Depending on the extent of nerve damage, the infant will display a variety of symptoms. A croaking cry and respiratory stridor are usually seen when one of the laryngeal nerves is damaged, and if the superior branch of the nerves has been affected, the infant may not be able to swallow. Damage to both nerves causes symptoms such as severe respiratory distress or an inability to breathe. Lack of oxygen to the brain during labor and delivery or cerebral hemorrhage can also result in bilateral nerve injury.
The length of recovery in affected infants is directly related to the extent of the nerve injury that has occurred. According one examination, vocal cord paralysis usually ends after about five weeks, but more severe cases may take up to a year to resolve.
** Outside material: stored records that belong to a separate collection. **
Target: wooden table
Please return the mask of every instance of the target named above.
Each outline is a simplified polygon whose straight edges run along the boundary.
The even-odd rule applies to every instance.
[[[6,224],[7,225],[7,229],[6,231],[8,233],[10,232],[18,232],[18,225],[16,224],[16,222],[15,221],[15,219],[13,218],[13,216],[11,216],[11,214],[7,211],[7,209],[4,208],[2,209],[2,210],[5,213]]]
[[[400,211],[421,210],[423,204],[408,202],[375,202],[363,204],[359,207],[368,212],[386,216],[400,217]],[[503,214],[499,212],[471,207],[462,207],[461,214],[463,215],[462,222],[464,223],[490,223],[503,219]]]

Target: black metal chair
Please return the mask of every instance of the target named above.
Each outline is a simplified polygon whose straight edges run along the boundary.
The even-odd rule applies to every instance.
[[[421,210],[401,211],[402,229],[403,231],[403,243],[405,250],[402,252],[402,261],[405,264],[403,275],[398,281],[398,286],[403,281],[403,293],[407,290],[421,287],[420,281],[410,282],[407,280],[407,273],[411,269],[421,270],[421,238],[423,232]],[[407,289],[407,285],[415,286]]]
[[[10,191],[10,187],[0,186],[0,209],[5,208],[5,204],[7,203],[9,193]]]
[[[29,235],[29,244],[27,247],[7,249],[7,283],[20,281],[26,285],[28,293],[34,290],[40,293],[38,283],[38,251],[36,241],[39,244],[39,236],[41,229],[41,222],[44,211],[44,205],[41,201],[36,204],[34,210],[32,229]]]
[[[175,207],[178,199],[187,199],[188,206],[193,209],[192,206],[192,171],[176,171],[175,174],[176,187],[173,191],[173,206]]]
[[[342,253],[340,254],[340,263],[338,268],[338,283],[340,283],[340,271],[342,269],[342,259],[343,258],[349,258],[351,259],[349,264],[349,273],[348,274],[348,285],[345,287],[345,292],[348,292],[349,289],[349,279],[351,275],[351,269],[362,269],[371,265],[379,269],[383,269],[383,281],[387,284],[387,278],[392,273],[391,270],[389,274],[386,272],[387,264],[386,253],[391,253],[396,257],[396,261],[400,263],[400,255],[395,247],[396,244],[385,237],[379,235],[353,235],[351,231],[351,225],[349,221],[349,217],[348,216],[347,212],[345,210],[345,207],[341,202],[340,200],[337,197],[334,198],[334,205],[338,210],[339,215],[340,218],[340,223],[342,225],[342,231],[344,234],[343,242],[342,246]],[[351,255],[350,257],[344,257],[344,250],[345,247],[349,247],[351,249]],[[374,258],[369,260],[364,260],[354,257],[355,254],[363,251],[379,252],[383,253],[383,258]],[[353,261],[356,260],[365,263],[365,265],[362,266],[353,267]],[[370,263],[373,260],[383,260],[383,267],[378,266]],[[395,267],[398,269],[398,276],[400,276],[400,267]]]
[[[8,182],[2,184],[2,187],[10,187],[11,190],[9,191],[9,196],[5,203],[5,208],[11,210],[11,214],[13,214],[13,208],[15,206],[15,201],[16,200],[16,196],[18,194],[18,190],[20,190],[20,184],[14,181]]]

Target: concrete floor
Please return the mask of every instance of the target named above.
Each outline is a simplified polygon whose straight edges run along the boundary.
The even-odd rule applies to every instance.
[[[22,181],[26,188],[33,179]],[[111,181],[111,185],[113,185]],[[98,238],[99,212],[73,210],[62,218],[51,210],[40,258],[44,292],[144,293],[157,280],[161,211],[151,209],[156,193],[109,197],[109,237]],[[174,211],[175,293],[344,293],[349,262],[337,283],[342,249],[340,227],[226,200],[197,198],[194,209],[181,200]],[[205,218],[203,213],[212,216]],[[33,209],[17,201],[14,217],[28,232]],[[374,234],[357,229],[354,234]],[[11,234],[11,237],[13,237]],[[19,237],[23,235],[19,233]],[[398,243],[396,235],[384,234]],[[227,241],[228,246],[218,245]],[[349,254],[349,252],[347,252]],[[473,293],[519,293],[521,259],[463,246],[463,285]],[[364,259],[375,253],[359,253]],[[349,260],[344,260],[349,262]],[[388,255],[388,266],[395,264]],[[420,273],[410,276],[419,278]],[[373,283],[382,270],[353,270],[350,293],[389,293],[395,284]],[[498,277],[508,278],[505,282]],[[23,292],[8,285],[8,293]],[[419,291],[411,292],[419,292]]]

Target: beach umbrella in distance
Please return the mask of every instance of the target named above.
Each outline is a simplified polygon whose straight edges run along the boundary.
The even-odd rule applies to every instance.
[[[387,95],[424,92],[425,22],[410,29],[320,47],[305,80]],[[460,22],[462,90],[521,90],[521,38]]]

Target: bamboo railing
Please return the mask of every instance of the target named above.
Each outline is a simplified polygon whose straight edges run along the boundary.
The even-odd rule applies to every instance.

Treatment depends on the types of symptoms that the infant displays and includes interventions such as smaller, more frequent feedings, tube feedings and tracheotomy.
Parents of children who’ve suffered laryngeal nerve damage as a result of a birth injury may be able to receive compensation for medical payments and other losses that were incurred. A personal injury lawyer may be able to help people by seeking a settlement with the hospital, physician and other health care staff or by filing a medical malpractice lawsuit.